If you would have talked to me about a month ago, this day couldn't come fast enough. She was starting to drive me summer crazy. The kid really needed more scheduled activities then I provided for this summer, but live and learn. Then about a week and a half ago I got sad thinking about her being gone all day. I would no longer be making and having lunch with her. She would no longer sit next to me, trying to talk as I tried to write. Those thoughts left me a bit gloomy. Then fifteen minutes later she did something to make one of her sisters yell and I was back to hoping this day would quickly get here. Of course now that it is here, I am back to a bit gloomy. I guess it has something to do with how great she was yesterday afternoon and this morning. She was so excited to start 1st grade. She had gotten the teacher she wanted and her best friend, Lourdes is in her class. She was much less apprehensive than she was last year and just generally excited. I guess this excitement put her in a good mood because she decided to be extra pleasant for a while. Everything was,
"Yes, mommy. Okay Mommy, whatever you say mommy."
Then this morning I woke up about 6:45 to the sounds of her moving around a chair in the kitchen and Mickey Mouse Clubhouse playing on the TV. I dragged myself out of bed, put my slippers on and headed down the hall. As I walked into the kitchen, I found Sonya fully dressed in her new first day of school clothes, standing on a chair about to pour milk into a cup for Lana. Lana, who Sonya had convinced to go potty and trade her pull-up for underwear already, was sitting watching Mickey. Usually it takes me at least ten minutes of begging Lana to change into underwear in the morning. Not for Sonya though, nope. Sonya got her to do it first thing. She had also gotten out the cereal she wanted and a bowl from the clean dishwasher. I peeked into her room to find her bed had already been made as well.

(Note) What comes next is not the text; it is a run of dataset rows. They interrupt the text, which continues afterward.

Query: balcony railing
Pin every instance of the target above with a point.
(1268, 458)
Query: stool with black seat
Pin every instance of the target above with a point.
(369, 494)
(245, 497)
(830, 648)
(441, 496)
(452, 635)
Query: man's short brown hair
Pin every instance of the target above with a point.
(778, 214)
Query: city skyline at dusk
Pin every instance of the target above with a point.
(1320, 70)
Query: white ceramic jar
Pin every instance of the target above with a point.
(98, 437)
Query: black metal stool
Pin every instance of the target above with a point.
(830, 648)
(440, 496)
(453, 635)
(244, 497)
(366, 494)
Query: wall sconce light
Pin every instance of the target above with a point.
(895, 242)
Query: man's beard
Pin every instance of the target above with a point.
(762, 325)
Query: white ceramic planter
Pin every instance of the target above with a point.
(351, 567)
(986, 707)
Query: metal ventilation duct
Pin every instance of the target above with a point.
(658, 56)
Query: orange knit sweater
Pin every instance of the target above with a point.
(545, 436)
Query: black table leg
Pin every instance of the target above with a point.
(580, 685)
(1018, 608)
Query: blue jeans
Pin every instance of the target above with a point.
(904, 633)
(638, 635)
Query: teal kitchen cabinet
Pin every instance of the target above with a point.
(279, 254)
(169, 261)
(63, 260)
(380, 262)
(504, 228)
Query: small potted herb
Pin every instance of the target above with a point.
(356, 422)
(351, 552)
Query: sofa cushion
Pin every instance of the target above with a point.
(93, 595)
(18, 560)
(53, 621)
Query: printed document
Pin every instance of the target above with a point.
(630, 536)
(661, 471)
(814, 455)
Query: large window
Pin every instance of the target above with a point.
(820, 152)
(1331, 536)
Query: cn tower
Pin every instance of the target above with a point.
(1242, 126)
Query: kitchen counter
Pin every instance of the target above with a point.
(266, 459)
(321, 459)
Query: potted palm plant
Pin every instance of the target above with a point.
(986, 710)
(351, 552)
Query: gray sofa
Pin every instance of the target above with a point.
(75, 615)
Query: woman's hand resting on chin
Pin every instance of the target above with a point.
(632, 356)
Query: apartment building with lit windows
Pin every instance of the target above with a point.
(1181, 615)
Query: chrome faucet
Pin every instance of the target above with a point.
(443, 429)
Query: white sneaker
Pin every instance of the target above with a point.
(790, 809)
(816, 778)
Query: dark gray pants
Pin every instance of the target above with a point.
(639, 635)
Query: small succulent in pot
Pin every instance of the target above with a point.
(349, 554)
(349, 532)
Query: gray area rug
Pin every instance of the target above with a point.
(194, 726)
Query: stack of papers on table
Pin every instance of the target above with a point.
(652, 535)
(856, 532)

Why can't EVERY day be the first day of school?? Or at least the first day of 1st grade. Something tells me the first day of 10th grade won't really go the same way. Something tells me the 10th DAY of first grade won't go the same way either. The only thing she hadn't done was get Georgia out of her crib, but I don't think I'd really want her attempting that anyway.
I commended her on what a great job she had done. She smiled with pride. Then she poured her own cereal and milk. I debated about going back to bed, letting her pack her own lunch, and taking herself to school, but since it was the first day I figured I should help out some.
She was ready to go in record time and asked me to curl her hair since we had an extra moment. I did as she asked, since she was being so great. She looked so much older to me now, as I watched her walk off to the bedroom to go check her hair out in the mirror. She is no longer a baby at all. She is a true little girl. I still say she is little, because until she hits 10 she is little as far as I'm concerned. Even then it's up for debate.
So here I sit all alone in a quiet house with two sleeping kids and one at school all day. I am more morose then I thought I would be.
Then again, here I am in a QUIET house with two SLEEPING kids and one at school ALL DAY! What the hell am I so sad about? Soaps and bon bons here I come!! Or perhaps a nap first. Oh decisions decisions! ( I'll just pretend I don't see that pile of dirty dishes in the sink. )
Happy first day of 1st grade Sonya. I know you are going to be a bright and shining star!